Régions de dissemblance Book Cover Régions de dissemblance
Falkenburg, Reindert Leonard
Non fiction, art history
2012
Alain Tapié et al. (exhibition catalogue), "Fables du paysage flamand - Bosch, Bles, Brueghel, Bril", Lille-Paris, 2012, pp. 56-63

Falkenburg 2012

 

“Régions de dissemblance” (Reindert Leonard Falkenburg) 2012

[in: Alain Tapié et al., Fables du paysage flamand – Bosch, Bles, Brueghel, Bril. Exhibition catalogue (Lille, Palais des Beaux-Arts, 6th October 2012 – 14th January 2013), Palais des Beaux-Arts de Lille – Somogy édtions d’art, Lille – Paris, 2012, pp. 56-63]

 

Bosch’ representations of devils and hellscapes have a basically religious meaning. It is often suggested that the sixteenth-century devilries produced by Bosch followers deviated from this concept and only had an entertaining function. Falkenburg does not agree with this and takes The Temptations of St Anthony as an example to explain his point of view.

 

The minute rendering of the religious key message can already be seen in Bosch’s Lisbon St Anthony triptych (Anthony and Jesus in the middle of the centre panel). The neighbouring scenes all refer to dissimilitudo, i.e. sinfulness and the deviation from the divine. To represent this, Bosch made use of ‘double images’ (the French has: images traîtresses). As an example of this, Falkenburg considers the onion-like building (centre panel, upper right) a brothel, but one with human-like aspects (a neck, a navel and below a small gate that suggests a vagina).

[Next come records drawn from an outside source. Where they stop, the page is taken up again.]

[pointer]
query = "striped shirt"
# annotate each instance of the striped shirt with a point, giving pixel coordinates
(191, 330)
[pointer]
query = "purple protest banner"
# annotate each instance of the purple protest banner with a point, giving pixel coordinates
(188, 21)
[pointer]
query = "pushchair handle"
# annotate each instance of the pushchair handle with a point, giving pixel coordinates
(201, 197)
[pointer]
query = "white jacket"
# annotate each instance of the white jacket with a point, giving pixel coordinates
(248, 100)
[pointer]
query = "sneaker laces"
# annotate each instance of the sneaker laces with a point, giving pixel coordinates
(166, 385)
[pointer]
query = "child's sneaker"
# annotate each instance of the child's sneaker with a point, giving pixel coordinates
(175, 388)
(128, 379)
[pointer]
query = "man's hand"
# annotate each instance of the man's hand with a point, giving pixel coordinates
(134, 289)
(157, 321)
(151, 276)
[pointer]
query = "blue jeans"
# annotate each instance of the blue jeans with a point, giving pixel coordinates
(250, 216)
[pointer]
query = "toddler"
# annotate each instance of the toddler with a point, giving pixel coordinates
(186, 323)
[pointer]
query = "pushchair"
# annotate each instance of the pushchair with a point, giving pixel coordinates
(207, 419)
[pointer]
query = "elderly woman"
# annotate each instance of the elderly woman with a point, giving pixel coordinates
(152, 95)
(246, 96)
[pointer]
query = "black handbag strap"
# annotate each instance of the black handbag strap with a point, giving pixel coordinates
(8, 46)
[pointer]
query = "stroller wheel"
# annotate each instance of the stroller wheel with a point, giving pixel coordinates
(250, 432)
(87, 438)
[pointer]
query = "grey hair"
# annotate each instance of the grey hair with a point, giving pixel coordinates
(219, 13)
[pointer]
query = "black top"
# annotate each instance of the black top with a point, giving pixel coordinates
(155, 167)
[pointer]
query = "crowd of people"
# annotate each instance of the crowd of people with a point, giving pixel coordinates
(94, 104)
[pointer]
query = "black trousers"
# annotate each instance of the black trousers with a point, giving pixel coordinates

Some Bosch followers also painted ‘double images’. Falkenburg then reiterates what he has written in his monograph on the Garden of Delights concerning the Hellscape panel (Madrid, Prado), the Temptation of St Anthony by Jan Mandyn (Harlem) and the small Earthly Paradise panel in Vienna (Kunsthistorisches Museum) [see Falkenburg 2011: 35-41 / 42-45 / 27-28]. He concludes that the sixteenth- and seventeenth-century devilries allowed the spectator to give free rein to his imagination and aesthetic appreciation.

 

This contribution may seem somewhat confusing for those who have not read Falkenburg 2011 (itself not exactly easy reading either). For example, Falkenburg does not explain the origin of the phrase ‘dissimilitudo’ here. But also for those who have read Falkenburg 2011, this contribution is rather demanding, which is partially due to the somtimes sloppy (French) editorial work. On pp. 60-61, when Falkenburg discusses the Prado Hellscape panel, the reader is referred to catalogue number 25, whereas this should be 33. When Falkenburg deals with the small Vienna panel (p. 62), the reader is referred to illustration 3, whereas this should be catalogue number 53. Furthermore, the (wrong) illustrations 5 and 6 accompanying Falkenburg’s contribution show that the editors did not understand which details of the Lisbon triptych Falkenburg was writing about in his text.